Suite à l’opération militaire américaine capturant le président vénézuélien Nicolás Maduro et son épouse Cilia Flores, les dirigeants mondiaux ont exprimé des réactions vives allant des célébrations aux condamnations de violations de la souveraineté. La vice-présidente Delcy Rodríguez a assumé le commandement temporaire, réclamant une preuve de vie au milieu des tensions persistantes.
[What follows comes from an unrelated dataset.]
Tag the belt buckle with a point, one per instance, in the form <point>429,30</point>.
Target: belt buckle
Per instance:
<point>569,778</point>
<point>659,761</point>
L’annonce du président américain Donald Trump de la capture de Maduro pour un procès de trafic de stupéfiants a intensifié l’examen. Le gouvernement vénézuélien, dirigé par intérim par Delcy Rodríguez —avocate, sœur du président de l’Assemblée nationale Jorge Rodríguez et figure chaviste de longue date ayant servi comme ministre des Affaires étrangères et vice-présidente depuis 2018— a exigé une « preuve de vie immédiate » et activé des plans de défense. Des rapports situaient Rodríguez en Russie pendant les frappes, bien que les responsables russes l’aient démenti.
Les réactions varient largement : le président colombien Gustavo Petro a exprimé une « profonde préoccupation » concernant les explosions et a appelé à des réunions de l’OEA et de l’ONU ; Javier Milei d’Argentine a célébré avec « Vive la liberté, bon sang » ; Miguel Díaz-Canel de Cuba a dénoncé une « attaque criminelle » ; Kaja Kallas de l’UE a appelé à la modération et au respect du droit international ; la Russie a condamné une « agression armée » et plaidé pour le dialogue ; le Mexique et le Brésil ont rejeté les violations de la Charte de l’ONU, soulignant la zone de paix de l’Amérique latine.
Au Chili, l’ambassadeur américain Brandon Judd a déclaré que l’intervention est spécifique au Venezuela, citant une diplomatie épuisée, et a prédit des bénéfices pour la sécurité régionale et les migrations.